Nascemos aqui, predispostos a convivermos com o cada dia do problema, como encará-lo, estudarmos os fatores que o cercam, mitigar seus efeitos, captar as raras gotas de chuva, armazenando-as em cisternas, ou construindo barragens
Inocêncio Nóbrega
A seca, desastre natural, de forma recorrente, que atinge todo Nordeste, mais um pouco do solo mineiro, ocasiona vultosos estragos de ordem econômica e social. A literatura, a respeito, desse e de suas consequências é abundante, trazendo-nos histórias de desespero, vividas pelos nordestinos do semiárido. O precioso líquido torna-se escasso, para o homem e animais, também. Há casos que vêm junto à fome. A saúde deteriora-se. A inanição toma conta de seu corpo, apressando a morte. É um quadro desolador, a afetar famílias inteiras, que desesperadas, sem o futuro que esperam, resolvem emigrar.
Nascemos aqui, predispostos a convivermos com o cada dia do problema, como encará-lo, estudarmos os fatores que o cercam, mitigar seus efeitos, captar as raras gotas de chuva, armazenando-as em cisternas, ou construindo barragens. Municípios, como o de Cabaceiras, na Paraíba, detém menor índice pluviométrico do país. Efetivas intenções governamentais de combate, de um modo abrangente, são medíocres e de pouca eficiência. O Imperador Pedro II chocou-se quando aqui nos visitara, em 1847, anunciando a possibilidade de transpor águas mineiras, através do Rio S. Francisco.
Só mesmo um pau-de-arara transformou essa ideia em realidade, quando Presidente da República: Lula. Projeto que engrandece nossa engenharia, no seu curso sendo barrado por setores egoístas e da mesquinha política.
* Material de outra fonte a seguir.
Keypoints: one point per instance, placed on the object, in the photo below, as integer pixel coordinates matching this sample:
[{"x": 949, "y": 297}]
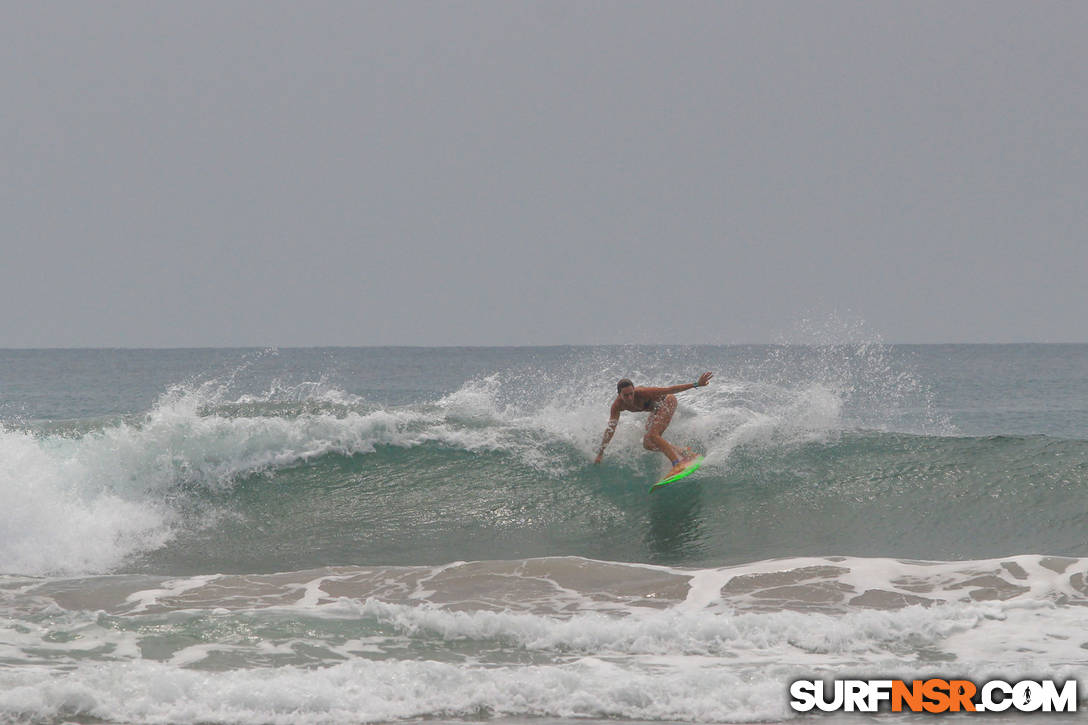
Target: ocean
[{"x": 387, "y": 535}]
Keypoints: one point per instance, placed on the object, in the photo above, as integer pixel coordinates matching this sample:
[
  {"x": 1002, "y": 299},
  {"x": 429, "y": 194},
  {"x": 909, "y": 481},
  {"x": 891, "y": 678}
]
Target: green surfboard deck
[{"x": 692, "y": 467}]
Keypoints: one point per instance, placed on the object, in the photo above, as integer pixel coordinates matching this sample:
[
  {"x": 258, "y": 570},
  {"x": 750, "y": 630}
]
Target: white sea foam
[{"x": 85, "y": 502}]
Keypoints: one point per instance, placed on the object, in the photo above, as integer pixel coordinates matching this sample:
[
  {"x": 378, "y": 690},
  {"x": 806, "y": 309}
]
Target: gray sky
[{"x": 355, "y": 173}]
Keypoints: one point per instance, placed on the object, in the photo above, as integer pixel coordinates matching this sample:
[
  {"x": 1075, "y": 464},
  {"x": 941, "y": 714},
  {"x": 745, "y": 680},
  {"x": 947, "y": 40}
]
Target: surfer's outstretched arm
[
  {"x": 672, "y": 390},
  {"x": 609, "y": 431}
]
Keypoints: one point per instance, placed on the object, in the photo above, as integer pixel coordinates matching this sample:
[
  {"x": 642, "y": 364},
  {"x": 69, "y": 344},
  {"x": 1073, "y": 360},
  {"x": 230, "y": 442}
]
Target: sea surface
[{"x": 386, "y": 535}]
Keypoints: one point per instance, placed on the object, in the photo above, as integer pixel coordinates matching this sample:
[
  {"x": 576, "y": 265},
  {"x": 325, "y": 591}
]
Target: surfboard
[{"x": 690, "y": 468}]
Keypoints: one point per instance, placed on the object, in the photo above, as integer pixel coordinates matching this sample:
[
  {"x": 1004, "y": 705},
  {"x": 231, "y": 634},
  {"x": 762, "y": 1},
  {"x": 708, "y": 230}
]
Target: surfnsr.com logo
[{"x": 934, "y": 696}]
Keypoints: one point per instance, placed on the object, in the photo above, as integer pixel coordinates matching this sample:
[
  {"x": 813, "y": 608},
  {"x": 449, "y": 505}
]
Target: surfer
[{"x": 660, "y": 403}]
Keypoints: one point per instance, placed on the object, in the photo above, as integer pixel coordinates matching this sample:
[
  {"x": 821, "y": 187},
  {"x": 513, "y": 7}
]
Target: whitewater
[{"x": 376, "y": 535}]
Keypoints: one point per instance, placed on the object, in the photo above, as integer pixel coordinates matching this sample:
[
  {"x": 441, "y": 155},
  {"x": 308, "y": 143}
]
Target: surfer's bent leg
[{"x": 659, "y": 419}]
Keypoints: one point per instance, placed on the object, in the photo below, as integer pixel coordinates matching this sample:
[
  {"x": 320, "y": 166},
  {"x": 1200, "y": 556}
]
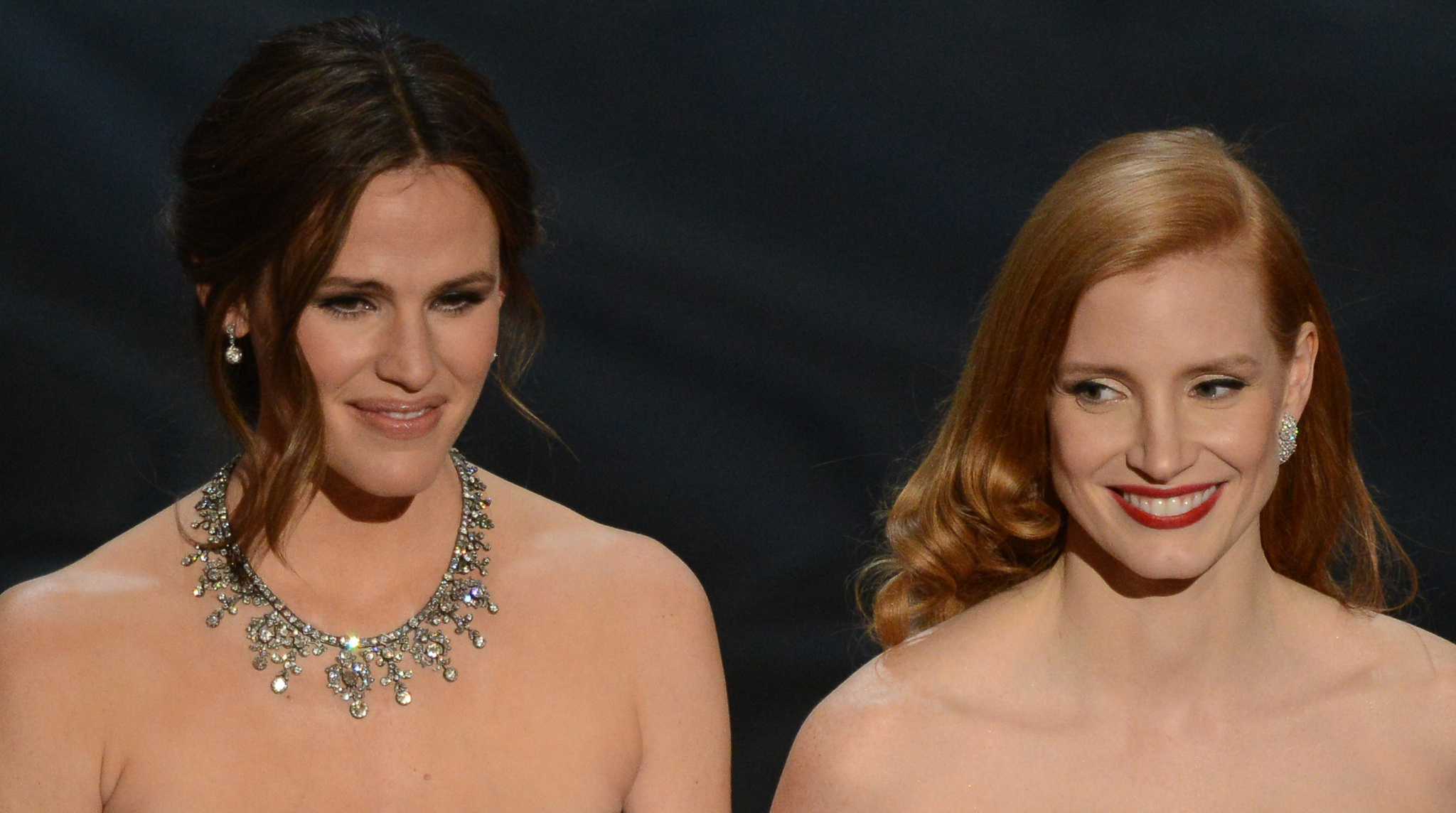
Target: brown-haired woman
[
  {"x": 1139, "y": 569},
  {"x": 351, "y": 208}
]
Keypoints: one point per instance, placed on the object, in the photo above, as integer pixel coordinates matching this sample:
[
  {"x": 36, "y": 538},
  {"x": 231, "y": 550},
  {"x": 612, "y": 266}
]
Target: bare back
[{"x": 599, "y": 690}]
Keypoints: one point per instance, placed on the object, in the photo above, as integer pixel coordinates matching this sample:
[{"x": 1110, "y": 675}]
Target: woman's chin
[{"x": 402, "y": 475}]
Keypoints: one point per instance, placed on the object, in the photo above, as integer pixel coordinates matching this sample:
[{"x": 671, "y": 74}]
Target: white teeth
[{"x": 1169, "y": 507}]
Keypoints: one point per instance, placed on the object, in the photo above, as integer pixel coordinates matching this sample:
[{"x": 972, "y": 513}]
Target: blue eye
[
  {"x": 1215, "y": 389},
  {"x": 1094, "y": 392}
]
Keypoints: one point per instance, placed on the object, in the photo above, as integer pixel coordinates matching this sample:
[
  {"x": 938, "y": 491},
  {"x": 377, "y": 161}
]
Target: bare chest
[
  {"x": 530, "y": 723},
  {"x": 1325, "y": 763}
]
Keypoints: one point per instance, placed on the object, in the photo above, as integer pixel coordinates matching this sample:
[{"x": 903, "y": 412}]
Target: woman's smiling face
[
  {"x": 401, "y": 333},
  {"x": 1165, "y": 411}
]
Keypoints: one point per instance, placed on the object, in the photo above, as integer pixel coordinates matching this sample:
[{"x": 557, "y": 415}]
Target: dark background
[{"x": 771, "y": 225}]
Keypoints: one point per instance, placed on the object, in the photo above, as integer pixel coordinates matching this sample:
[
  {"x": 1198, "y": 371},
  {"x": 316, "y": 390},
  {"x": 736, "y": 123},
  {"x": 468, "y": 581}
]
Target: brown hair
[
  {"x": 979, "y": 515},
  {"x": 267, "y": 183}
]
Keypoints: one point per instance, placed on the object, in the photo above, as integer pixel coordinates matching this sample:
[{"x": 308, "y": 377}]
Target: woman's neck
[
  {"x": 1171, "y": 645},
  {"x": 357, "y": 564}
]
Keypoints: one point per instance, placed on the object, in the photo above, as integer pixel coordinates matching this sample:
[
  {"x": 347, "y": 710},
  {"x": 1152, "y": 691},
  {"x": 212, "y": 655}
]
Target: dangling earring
[
  {"x": 233, "y": 354},
  {"x": 1288, "y": 431}
]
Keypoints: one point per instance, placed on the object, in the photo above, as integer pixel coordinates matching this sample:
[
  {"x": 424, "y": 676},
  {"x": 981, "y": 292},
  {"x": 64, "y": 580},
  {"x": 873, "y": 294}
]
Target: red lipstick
[{"x": 1154, "y": 492}]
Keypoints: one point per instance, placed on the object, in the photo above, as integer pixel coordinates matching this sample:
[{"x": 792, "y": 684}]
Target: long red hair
[{"x": 979, "y": 514}]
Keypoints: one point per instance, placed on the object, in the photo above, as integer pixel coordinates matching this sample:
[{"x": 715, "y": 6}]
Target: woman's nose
[
  {"x": 1161, "y": 450},
  {"x": 407, "y": 355}
]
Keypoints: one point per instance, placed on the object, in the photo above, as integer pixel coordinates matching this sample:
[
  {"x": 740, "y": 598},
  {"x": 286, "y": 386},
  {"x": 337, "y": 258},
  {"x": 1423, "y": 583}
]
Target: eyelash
[
  {"x": 350, "y": 306},
  {"x": 1226, "y": 383},
  {"x": 1089, "y": 390}
]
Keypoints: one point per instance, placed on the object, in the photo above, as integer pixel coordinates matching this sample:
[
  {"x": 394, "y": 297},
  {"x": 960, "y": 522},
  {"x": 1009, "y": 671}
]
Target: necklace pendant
[{"x": 282, "y": 639}]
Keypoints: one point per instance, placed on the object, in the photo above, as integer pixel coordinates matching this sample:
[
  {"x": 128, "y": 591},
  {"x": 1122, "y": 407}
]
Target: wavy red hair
[{"x": 979, "y": 514}]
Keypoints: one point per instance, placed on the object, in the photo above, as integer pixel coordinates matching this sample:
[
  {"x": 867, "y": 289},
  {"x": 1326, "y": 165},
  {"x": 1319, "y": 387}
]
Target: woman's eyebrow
[
  {"x": 1241, "y": 364},
  {"x": 473, "y": 278},
  {"x": 351, "y": 284}
]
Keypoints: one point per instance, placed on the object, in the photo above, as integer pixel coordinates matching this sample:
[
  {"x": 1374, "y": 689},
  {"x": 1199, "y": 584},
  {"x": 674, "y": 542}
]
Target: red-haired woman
[
  {"x": 309, "y": 630},
  {"x": 1139, "y": 569}
]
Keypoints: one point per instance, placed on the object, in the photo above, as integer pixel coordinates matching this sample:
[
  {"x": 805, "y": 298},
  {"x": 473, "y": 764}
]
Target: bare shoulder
[
  {"x": 1417, "y": 671},
  {"x": 552, "y": 544},
  {"x": 98, "y": 591},
  {"x": 857, "y": 749},
  {"x": 65, "y": 635}
]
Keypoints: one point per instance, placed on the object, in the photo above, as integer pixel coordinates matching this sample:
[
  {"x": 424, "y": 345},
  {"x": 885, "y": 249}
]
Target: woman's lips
[
  {"x": 1167, "y": 508},
  {"x": 400, "y": 421}
]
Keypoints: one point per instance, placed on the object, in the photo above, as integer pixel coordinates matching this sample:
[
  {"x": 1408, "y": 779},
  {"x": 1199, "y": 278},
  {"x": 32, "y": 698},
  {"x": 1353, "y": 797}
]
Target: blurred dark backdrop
[{"x": 769, "y": 225}]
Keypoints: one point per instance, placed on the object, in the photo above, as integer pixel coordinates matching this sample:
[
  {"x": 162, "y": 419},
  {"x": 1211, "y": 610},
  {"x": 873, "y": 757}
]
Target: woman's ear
[
  {"x": 236, "y": 315},
  {"x": 1300, "y": 370}
]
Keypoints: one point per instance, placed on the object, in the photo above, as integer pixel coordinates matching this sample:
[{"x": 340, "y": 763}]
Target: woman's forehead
[{"x": 1200, "y": 304}]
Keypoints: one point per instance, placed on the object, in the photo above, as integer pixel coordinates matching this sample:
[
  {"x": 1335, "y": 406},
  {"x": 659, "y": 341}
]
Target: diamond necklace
[{"x": 280, "y": 637}]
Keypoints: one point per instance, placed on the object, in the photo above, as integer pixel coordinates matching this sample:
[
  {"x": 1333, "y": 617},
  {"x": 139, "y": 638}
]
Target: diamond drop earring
[
  {"x": 233, "y": 354},
  {"x": 1288, "y": 434}
]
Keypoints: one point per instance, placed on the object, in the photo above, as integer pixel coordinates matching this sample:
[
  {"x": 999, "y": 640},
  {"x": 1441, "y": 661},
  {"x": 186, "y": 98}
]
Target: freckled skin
[
  {"x": 1150, "y": 669},
  {"x": 600, "y": 687}
]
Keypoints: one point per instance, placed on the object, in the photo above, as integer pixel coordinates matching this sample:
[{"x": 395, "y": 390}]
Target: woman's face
[
  {"x": 402, "y": 330},
  {"x": 1165, "y": 412}
]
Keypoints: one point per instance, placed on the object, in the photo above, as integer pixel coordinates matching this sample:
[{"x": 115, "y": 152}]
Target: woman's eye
[
  {"x": 1215, "y": 389},
  {"x": 346, "y": 304},
  {"x": 459, "y": 300},
  {"x": 1096, "y": 392}
]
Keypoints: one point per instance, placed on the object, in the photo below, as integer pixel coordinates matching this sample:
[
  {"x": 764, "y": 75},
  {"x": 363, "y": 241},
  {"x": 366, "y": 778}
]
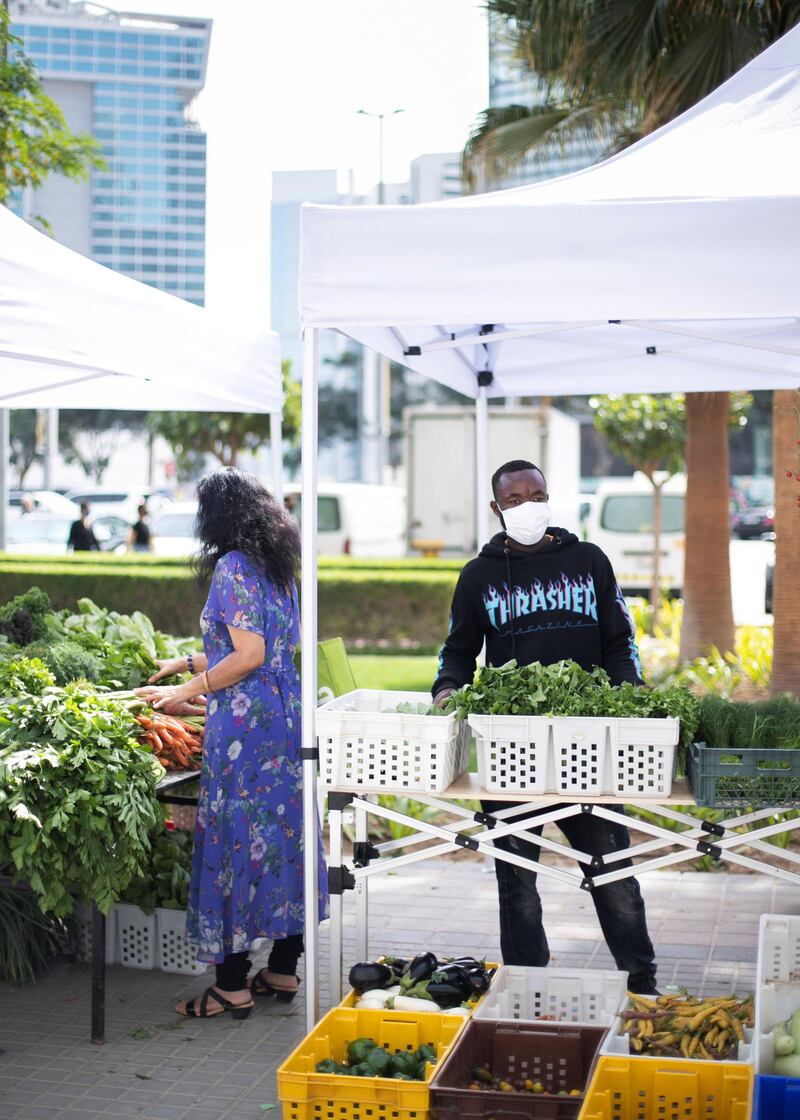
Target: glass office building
[{"x": 130, "y": 81}]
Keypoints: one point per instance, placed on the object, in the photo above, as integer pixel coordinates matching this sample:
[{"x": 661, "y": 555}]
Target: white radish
[{"x": 409, "y": 1004}]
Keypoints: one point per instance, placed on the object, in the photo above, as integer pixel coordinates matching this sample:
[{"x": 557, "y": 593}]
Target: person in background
[
  {"x": 82, "y": 538},
  {"x": 247, "y": 875},
  {"x": 140, "y": 534},
  {"x": 538, "y": 594}
]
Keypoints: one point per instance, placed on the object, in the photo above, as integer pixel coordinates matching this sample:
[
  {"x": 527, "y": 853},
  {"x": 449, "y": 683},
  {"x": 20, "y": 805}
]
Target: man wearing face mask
[{"x": 538, "y": 594}]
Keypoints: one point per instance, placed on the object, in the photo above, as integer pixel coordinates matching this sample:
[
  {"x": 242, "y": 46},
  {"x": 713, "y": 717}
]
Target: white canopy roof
[
  {"x": 672, "y": 266},
  {"x": 74, "y": 334}
]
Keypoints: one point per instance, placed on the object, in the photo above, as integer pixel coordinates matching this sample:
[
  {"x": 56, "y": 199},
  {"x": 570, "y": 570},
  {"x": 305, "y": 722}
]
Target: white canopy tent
[
  {"x": 670, "y": 267},
  {"x": 74, "y": 334}
]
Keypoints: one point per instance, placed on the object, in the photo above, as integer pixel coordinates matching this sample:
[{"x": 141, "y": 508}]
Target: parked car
[
  {"x": 119, "y": 502},
  {"x": 47, "y": 533},
  {"x": 621, "y": 522},
  {"x": 354, "y": 519},
  {"x": 44, "y": 502},
  {"x": 173, "y": 530}
]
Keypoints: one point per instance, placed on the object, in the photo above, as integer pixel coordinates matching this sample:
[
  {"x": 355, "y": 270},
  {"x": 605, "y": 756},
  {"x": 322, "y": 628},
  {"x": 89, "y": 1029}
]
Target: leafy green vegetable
[
  {"x": 566, "y": 689},
  {"x": 77, "y": 796},
  {"x": 166, "y": 880},
  {"x": 25, "y": 675},
  {"x": 22, "y": 618},
  {"x": 68, "y": 661}
]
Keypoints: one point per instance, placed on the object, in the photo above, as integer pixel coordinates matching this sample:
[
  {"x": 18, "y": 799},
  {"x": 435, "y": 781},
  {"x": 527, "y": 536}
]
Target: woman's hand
[
  {"x": 169, "y": 668},
  {"x": 168, "y": 694}
]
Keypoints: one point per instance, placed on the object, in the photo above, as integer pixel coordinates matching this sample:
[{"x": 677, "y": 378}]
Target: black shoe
[{"x": 642, "y": 983}]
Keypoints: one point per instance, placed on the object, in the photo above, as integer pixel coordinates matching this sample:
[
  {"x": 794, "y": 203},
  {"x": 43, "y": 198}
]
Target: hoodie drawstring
[{"x": 511, "y": 603}]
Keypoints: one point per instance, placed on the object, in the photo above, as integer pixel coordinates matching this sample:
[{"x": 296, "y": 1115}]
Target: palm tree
[
  {"x": 611, "y": 72},
  {"x": 785, "y": 457}
]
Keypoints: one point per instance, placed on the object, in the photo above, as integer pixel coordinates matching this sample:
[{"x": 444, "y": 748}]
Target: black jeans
[
  {"x": 620, "y": 905},
  {"x": 232, "y": 974}
]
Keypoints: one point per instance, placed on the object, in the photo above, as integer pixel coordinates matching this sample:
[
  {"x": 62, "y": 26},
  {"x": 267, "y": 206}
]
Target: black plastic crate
[{"x": 734, "y": 777}]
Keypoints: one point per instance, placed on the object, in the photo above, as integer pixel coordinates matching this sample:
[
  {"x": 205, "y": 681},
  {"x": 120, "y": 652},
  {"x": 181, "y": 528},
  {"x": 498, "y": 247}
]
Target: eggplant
[
  {"x": 478, "y": 981},
  {"x": 445, "y": 995},
  {"x": 422, "y": 967},
  {"x": 456, "y": 976},
  {"x": 370, "y": 974}
]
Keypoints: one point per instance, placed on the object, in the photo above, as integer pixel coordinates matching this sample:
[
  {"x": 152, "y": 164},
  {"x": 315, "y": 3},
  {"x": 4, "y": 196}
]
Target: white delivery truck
[
  {"x": 356, "y": 520},
  {"x": 621, "y": 522},
  {"x": 440, "y": 468}
]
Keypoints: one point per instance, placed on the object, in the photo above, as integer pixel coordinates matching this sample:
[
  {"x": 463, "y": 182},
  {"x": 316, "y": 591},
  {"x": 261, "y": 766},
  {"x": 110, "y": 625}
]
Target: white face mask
[{"x": 527, "y": 523}]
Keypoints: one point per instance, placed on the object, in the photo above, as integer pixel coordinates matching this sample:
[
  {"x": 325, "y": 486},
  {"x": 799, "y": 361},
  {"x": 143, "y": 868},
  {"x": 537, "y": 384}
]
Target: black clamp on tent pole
[
  {"x": 363, "y": 851},
  {"x": 709, "y": 849},
  {"x": 340, "y": 879}
]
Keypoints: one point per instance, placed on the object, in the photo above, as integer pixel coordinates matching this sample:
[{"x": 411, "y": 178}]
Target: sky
[{"x": 286, "y": 78}]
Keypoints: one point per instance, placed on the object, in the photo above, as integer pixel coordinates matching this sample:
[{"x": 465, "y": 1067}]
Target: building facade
[
  {"x": 130, "y": 81},
  {"x": 511, "y": 84}
]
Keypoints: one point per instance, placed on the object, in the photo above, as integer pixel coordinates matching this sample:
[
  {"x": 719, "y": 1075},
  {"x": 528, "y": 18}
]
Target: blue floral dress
[{"x": 247, "y": 874}]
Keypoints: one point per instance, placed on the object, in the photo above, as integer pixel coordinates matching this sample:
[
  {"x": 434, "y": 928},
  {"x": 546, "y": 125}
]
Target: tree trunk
[
  {"x": 785, "y": 457},
  {"x": 658, "y": 523},
  {"x": 707, "y": 606}
]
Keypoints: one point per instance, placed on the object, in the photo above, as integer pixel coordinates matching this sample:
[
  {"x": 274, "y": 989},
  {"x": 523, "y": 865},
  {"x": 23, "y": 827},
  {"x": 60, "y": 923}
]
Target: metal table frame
[{"x": 466, "y": 829}]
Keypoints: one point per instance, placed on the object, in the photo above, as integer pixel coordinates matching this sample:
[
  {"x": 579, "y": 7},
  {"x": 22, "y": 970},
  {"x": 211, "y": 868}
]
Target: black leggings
[{"x": 232, "y": 974}]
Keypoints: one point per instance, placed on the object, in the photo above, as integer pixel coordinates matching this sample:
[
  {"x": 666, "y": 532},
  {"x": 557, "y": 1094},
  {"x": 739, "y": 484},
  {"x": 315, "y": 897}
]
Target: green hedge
[{"x": 364, "y": 607}]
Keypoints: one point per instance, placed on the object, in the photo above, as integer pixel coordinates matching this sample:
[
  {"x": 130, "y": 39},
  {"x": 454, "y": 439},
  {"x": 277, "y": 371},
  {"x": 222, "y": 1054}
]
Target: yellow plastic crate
[
  {"x": 306, "y": 1094},
  {"x": 626, "y": 1089},
  {"x": 350, "y": 998}
]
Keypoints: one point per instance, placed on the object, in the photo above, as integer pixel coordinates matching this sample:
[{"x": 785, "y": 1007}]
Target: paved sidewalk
[{"x": 705, "y": 929}]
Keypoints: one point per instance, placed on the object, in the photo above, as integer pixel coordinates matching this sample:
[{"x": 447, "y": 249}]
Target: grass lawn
[{"x": 402, "y": 673}]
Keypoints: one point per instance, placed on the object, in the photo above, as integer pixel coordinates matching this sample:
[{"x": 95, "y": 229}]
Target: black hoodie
[{"x": 565, "y": 604}]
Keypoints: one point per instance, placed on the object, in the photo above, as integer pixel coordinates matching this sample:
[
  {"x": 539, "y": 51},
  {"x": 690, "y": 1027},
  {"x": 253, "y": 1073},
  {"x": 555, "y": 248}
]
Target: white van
[
  {"x": 355, "y": 519},
  {"x": 621, "y": 522}
]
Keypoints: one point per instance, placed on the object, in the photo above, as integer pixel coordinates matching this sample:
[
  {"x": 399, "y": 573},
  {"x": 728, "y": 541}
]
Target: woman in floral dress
[{"x": 247, "y": 876}]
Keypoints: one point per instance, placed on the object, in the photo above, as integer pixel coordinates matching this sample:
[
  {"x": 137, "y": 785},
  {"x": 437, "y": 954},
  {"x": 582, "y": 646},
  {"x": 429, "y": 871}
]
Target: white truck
[{"x": 440, "y": 469}]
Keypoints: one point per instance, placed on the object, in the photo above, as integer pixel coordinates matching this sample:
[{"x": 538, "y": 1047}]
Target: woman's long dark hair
[{"x": 236, "y": 513}]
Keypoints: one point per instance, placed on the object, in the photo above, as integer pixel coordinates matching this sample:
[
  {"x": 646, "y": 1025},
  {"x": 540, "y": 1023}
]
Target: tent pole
[
  {"x": 5, "y": 456},
  {"x": 308, "y": 673},
  {"x": 277, "y": 451},
  {"x": 481, "y": 465}
]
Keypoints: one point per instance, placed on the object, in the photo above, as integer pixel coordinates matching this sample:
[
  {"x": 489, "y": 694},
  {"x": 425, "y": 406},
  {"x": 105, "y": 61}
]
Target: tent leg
[
  {"x": 308, "y": 674},
  {"x": 5, "y": 456},
  {"x": 277, "y": 451},
  {"x": 481, "y": 465}
]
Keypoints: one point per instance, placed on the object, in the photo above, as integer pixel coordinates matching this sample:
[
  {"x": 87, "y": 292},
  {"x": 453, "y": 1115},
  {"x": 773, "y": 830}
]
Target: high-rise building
[
  {"x": 511, "y": 84},
  {"x": 130, "y": 81}
]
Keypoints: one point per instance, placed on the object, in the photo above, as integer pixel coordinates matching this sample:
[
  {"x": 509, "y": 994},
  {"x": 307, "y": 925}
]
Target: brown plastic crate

Desde sua inauguração do 1º trecho, por Dilma Rousseff, em agosto/2015, parte dos 12 milhões de beneficiários dessa obra aprendeu a sorrir, e as cidadelas tomaram indiscutível impulso.
No momento, o grito é outro. É o excesso de água. O cataclismo, na área litorânea paulista, alcança cinco perímetros urbanos, principalmente S. Sebastião. A situação já não é de sede, mas de deslizamentos, provocando dezenas de mortos, inclusive castigando os que provieram de suas terras natais, embora encontrando o necessário refrigério nas bandas do sul. Coisas do destino!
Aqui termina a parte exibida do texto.